E7 has two main functions in the cell. One of the carcinogenic activities of high-risk HPV E7 is to bind and degrade the retinoblastoma protein (RB1), allowing passage through the G1/S checkpoint of the cell cycle. E7 binding to RB is necessary but insufficient for transformation. Our lab is testing the hypothesis that E7 must also bind and degrade the tumor suppressor PTPN14 to promote cell growth. Different HPV E7 proteins reduce PTPN14 levels to different extents. 

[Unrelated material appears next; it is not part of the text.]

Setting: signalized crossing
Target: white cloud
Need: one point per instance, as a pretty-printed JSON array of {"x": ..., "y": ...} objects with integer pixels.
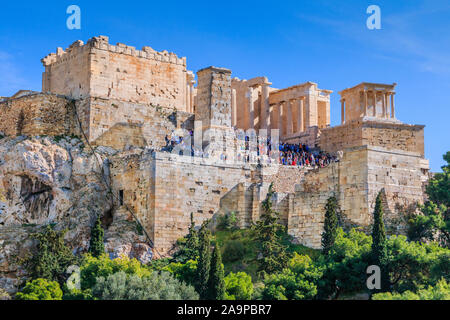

The goal of my project is to measure the binding affinity of PTPN14 to different HPV E7 proteins and test whether there is a correlation between binding affinity and PTPN14 levels. There is no current data on the relationship between binding affinity and degradation. If a correlation was found between the two, then that would give an indication for why high-risk HPV E7s degrade better than low-risk ones. 

Current methods of protein growth and purification are outlined. Future studies will include working with surface plasmon resonance (SPR) to quantitatively measure the binding affinities of PTPN14 and E7 and establishing whether there is a correlation or not.